O ponto de encontro das crianças é o túmulo de uma certa Bibi Jawaher. Ela morreu há 27 anos, a inscrição em sua lápide está tão desbotada que você tem que passar os dedos sobre ela para entender totalmente o seu nome e o ano da sua morte.

Mas a boa localização do seu lugar de descanso, em uma pequena colina no meio do vasto cemitério Kart-e-Sakhi em Cabul ocidental, dá a um grupo de jovens trabalhadores uma vista deslumbrante para potenciais clientes que visitam as milhares de sepulturas que pontilham a montanha.
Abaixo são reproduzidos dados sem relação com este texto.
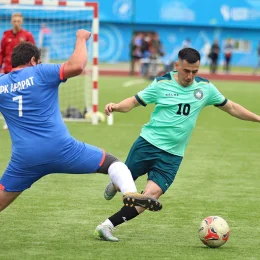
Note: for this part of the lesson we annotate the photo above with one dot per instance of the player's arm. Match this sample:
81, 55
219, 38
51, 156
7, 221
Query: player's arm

Aqui está um joalheiro de meia-idade fazendo sua peregrinação semanal à mãe, que morreu de câncer; ele paga um dinheiro extra para que o túmulo dela seja lavado com a precisão de um banho de esponja. Aqui está a mãe angustiada por pesadelos de que o túmulo do seu filho de 15 anos, que cometeu suicídio depois de um fracasso amoroso, seja engolido por chamas. Ela visita o cemitério regularmente para verificar a lápide, que mostra um retrato do seu filho vestindo jaqueta e gravata, e oferece às crianças um pouco de água para ser borrifada, ritualmente, sobre o túmulo.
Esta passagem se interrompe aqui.